Captures uploaded to - https://www.cloudshark.org/captures/a0fdd8dbca3e

tcpdump configuration used -

# tcpdump-uw -i vmk3 -s 1514 -C 1M -W 10 -w /vmfs/volumes/test.pcap
tcpdump-uw: WARNING: SIOCGIFINDEX: Invalid argument
tcpdump-uw: listening on vmk3, link-type EN10MB (Ethernet), capture size 1514 bytes
tcpdump-uw: pcap_loop: recvfrom: Interrupted system call
189449 packets captured
189449 packets received by filter
0 packets dropped by kernel

Thanks for you assistance!

Answer 1

What you have is massive packet loss, meaning, that your capture wasn't able to record all packets coming in. This comes as no surprise, because capturing intense storage traffic cannot be performed without this kind of loss with normal PCs. You'd need a special high performance appliance for this kind of thing.
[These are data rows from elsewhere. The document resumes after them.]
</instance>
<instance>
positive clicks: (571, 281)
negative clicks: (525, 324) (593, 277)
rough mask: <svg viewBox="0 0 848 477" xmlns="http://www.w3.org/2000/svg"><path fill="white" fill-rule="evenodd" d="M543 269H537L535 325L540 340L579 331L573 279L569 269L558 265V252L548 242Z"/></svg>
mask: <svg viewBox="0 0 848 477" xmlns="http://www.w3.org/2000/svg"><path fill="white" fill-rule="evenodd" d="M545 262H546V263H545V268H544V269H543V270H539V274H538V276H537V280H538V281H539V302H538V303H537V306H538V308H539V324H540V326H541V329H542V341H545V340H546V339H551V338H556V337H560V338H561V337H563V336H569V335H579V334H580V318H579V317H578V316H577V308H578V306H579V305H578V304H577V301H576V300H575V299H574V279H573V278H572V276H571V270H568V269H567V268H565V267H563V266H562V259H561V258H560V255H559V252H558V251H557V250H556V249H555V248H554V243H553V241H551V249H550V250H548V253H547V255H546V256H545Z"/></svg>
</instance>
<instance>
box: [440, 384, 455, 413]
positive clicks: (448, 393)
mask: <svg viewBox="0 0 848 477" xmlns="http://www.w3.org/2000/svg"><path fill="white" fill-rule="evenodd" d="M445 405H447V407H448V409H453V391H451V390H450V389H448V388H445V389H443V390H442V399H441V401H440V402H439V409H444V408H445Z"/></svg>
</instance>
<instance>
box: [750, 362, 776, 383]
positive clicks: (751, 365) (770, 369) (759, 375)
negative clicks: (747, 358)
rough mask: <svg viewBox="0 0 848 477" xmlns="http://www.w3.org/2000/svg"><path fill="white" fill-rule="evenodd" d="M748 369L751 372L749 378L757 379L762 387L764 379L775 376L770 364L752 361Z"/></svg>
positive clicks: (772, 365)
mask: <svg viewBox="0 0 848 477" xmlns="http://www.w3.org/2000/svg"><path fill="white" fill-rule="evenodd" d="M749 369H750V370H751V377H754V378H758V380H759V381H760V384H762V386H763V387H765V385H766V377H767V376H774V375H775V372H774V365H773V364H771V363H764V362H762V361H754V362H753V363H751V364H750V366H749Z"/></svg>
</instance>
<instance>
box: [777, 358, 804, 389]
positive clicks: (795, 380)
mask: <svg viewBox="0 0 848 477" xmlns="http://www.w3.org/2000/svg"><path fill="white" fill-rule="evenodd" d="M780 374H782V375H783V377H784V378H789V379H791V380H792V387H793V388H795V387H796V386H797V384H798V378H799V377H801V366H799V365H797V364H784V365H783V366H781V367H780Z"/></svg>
There are many places where packet loss can occur, with the kernel being only one of them. So even if TCPdump says 0 packets dropped by kernel it doesn't mean there is no drop.

What you could do is reduce the amount of bytes per packet captured to 64 or 128 bytes, because in situations like this the payload doesn't matter. You want to look at TCP behavior, and for that 64 bytes are more than enough.